河川55億、砂防16億円 足利の中橋下部着工へ 渡良瀬川河川
[2021/04/22 栃木版]
国交省渡良瀬川河川事務所は、2021年度の事業概要を公表した。河川事業では、佐野市高山地区で堤防嵩上を実施するほか、足利市の中橋は県や市と連携し堤防の嵩上げと架け替えに向け橋梁の下部工に着手する。日光市足尾町の砂防事業は、松木川一号堰堤の改築や渋川砂防堰堤の整備を継続する。本県と群馬県を合わせた全体事業費は対前年度比3%減の33億6000万円。
河川事業費は22億5600万円、補正を合わせ55億6300万円。内訳は河川改修費10億3600万円(補正を合わせ38億2100万円)で、このうち2億4100万円を中橋架け替え等特定構造物改築事業に充てる。河川維持修繕費・河川工作物関連応急対策費は12億2000万円(同17億4300万円)、総合水系環境整備事業費が500万円となった。
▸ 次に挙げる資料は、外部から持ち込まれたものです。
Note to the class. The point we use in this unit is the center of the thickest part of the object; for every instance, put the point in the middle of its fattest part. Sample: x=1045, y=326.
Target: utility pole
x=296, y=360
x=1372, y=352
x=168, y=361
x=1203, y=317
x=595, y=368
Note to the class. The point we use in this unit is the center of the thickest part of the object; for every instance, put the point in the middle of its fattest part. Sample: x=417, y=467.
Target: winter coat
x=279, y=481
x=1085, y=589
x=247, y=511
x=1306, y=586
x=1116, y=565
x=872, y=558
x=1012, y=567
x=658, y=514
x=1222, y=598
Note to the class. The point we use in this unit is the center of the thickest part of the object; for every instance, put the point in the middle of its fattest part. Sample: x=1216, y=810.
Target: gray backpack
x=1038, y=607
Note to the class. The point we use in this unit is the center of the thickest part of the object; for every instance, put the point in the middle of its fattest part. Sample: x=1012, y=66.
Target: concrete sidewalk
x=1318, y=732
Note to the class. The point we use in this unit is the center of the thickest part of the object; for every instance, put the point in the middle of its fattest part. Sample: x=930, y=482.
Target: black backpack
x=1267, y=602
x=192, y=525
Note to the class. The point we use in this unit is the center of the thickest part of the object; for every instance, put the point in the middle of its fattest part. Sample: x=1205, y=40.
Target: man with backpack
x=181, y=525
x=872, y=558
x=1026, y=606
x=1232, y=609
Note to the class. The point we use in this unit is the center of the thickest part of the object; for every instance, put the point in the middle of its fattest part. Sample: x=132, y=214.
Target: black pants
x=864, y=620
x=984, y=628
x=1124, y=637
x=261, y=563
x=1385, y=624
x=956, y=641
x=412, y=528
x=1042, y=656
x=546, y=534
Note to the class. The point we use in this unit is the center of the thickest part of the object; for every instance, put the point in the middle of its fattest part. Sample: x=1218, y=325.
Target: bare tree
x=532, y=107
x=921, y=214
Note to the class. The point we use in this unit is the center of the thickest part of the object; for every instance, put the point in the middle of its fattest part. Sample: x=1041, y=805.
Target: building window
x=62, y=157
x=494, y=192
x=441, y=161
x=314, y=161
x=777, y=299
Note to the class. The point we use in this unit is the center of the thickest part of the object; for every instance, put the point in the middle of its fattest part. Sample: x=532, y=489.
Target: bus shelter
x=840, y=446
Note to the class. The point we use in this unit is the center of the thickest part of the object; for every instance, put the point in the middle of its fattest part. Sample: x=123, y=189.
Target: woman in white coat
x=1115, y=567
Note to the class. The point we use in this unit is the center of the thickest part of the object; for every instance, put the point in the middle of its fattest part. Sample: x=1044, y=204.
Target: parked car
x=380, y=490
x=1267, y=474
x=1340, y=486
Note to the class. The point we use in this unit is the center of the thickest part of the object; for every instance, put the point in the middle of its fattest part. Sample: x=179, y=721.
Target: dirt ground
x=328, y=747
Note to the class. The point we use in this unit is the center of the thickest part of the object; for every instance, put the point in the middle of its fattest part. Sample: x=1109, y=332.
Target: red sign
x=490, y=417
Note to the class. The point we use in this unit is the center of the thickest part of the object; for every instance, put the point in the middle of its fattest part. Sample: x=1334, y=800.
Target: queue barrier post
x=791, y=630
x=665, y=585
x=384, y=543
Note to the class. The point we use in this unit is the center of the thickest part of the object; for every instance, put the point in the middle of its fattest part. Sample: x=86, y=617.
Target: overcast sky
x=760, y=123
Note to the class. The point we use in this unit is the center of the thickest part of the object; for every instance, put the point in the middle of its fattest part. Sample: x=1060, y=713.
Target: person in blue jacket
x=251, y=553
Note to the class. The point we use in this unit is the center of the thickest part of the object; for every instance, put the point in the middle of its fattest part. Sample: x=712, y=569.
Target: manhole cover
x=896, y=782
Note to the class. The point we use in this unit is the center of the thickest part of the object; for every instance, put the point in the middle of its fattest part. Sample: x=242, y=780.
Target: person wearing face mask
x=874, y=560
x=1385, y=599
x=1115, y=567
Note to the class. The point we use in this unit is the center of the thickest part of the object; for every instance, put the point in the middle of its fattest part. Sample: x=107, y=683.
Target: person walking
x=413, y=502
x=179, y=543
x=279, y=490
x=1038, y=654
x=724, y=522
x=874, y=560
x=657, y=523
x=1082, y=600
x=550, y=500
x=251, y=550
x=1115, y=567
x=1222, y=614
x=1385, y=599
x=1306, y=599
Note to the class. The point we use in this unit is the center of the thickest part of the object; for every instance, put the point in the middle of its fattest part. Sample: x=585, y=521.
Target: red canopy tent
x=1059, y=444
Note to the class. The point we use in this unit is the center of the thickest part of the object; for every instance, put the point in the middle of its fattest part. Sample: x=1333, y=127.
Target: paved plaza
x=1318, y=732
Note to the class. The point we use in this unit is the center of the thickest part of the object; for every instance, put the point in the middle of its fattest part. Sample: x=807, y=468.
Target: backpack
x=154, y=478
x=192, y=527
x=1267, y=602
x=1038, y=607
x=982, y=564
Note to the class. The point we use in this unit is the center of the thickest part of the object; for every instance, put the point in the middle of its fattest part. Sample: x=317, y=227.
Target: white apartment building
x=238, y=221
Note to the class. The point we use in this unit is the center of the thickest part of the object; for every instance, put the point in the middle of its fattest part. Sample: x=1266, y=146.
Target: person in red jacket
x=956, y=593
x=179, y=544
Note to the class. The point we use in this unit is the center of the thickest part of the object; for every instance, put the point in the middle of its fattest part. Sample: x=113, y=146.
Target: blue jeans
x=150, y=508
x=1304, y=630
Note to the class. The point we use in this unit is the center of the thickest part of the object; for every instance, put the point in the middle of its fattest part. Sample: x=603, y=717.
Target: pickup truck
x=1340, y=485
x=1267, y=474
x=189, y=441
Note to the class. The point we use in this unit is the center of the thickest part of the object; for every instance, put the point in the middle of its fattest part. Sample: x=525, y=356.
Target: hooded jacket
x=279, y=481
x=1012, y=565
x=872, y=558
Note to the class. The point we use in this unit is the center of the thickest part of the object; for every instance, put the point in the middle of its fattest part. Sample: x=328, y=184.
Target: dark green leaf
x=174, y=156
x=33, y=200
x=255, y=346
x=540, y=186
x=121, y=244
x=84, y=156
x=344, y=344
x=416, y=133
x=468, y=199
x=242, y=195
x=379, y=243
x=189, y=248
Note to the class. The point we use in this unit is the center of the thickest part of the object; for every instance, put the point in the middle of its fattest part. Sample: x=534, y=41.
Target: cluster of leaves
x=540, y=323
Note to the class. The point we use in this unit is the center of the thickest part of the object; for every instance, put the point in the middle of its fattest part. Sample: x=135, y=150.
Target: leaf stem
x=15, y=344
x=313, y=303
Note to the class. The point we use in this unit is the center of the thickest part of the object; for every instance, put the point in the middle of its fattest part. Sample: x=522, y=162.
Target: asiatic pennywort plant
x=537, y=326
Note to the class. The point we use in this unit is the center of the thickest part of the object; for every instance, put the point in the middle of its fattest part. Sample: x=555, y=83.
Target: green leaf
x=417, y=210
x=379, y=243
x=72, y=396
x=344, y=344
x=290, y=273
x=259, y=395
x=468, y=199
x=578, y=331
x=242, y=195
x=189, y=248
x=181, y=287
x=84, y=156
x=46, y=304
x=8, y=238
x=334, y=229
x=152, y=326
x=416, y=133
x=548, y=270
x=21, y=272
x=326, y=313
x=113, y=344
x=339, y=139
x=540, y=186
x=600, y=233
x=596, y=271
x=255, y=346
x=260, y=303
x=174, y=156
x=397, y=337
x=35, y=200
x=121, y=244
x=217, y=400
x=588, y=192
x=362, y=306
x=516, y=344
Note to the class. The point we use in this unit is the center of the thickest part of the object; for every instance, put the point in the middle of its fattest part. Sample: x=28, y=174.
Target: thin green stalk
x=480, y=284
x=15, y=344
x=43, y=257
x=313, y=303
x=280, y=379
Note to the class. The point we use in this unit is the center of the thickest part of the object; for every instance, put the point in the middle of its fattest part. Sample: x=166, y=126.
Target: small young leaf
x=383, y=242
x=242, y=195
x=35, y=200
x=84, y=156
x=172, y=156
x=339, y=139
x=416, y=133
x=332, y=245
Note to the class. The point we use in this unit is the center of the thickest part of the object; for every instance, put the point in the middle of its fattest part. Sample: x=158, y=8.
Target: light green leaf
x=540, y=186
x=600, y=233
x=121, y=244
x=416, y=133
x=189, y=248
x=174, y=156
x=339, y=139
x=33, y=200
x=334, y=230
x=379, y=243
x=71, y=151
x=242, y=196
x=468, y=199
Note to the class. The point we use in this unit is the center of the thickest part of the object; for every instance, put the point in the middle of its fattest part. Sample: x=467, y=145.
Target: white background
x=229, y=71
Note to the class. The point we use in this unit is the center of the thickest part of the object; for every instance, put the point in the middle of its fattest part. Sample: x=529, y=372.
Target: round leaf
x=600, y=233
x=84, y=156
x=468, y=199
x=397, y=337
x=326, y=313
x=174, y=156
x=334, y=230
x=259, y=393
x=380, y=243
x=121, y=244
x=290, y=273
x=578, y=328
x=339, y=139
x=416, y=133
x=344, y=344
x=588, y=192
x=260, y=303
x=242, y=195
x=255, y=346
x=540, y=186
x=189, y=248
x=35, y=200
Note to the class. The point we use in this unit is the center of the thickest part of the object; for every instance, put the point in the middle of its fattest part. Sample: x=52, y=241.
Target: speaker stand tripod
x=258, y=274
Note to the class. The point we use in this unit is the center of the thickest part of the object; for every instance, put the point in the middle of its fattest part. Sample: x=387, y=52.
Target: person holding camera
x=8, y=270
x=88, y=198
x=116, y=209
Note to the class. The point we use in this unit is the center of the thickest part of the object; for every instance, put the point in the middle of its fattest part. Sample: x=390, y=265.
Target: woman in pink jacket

砂防事業費は10億9900万円で、補正を合わせ16億3900万円。内訳は直轄砂防事業費が6億0400万円(同10億4400万円)、直轄火山砂防事業費は4億9500万円(同5億9500万円)となっている。
当初予算のうち一般河川改修事業では、堤防の必要な高さや幅が不足する弱小堤防区間の対策を実施。本県では佐野市高山地区の渡良瀬川で堤防嵩上工事を第1四半期に発注する。
また、補正予算では流域治水対策を推進するため、嵩上げと拡幅による築堤を重点的に実施。佐野市高橋町地区の渡良瀬川左岸、足利市野田町地区の同右岸などで堤防嵩上工事を第2四半期に発注。佐野市船津川町地区の渡良瀬川左岸では、高水護岸整備等工事を同じ第2四半期に発注する。高水護岸整備は、板倉町除川地区と西岡新田地区、館林市大島町地区の渡良瀬川でも工事の実施が予定されている。
特定構造物改築では、足利市で主要地方道足利千代田線が渡良瀬川を渡河する中橋の架け替えに着手する。中橋は堤防を割り込んで架設されており、架け替えに合わせ堤防を嵩上げ。市のシンボルとなっている現橋は下流側に移設し自転車・歩行者専用道として活用、新橋は現橋の位置に架設を計画している。当面は現橋の移設を先行する見通しで、今年度は移設後の下部工に着手する計画。新橋は渡良瀬川北側でJR両毛線をオーバーパスする計画で、アプローチ部を含め詳細設計で諸元を確定、上・下部工の発注時期等を検討していくもの。
足利市では「かわまちづくり計画」に基づき、五十部地区の緩傾斜堤防に伴う階段工の設計を実施する。渡良瀬川の高水敷はグラウンドや公園に利用され、スポーツ活動やサイクリング、散策・環境学習といった多目的な活用が行われている。五十部地区で盛土造成を行い、堤防天端の平場を活用。坂路や階段など施設整備を行い、民間事業者の活用を促し、賑わいの創出や地域活性化を図るもの。利根川水系環境整備事業を充当する。
河川維持修繕事業の柱は▽堤防除草と河川巡視▽各地区で発生しているイノシシの掘り起こし対策▽河道掘削と樹木伐採等による減災対策-など。堤防除草は河川施設等を良好な状態に保つための目視点検の精度向上につながるとし、イノシシの掘り起こし対策では堤防損傷箇所を補修し、出水時の安全を守るとした。
足尾の砂防では、松木川一号砂防堰堤改築と渋川砂防堰堤の新設工事を継続。補正では畑之沢と大畑沢で松木山腹2件の工事を第1四半期に発注。工事は落石防止網と斜面を移動する資材運搬用のモノレールの仮設工事。加えて、仁田元川砂防堰堤改築工事を第1四半期に予定した。
群馬県の砂防事業では、みどり市東町地先の花輪床固群の進ちょくを図るため、第2四半期に5号帯工の発注を予定した。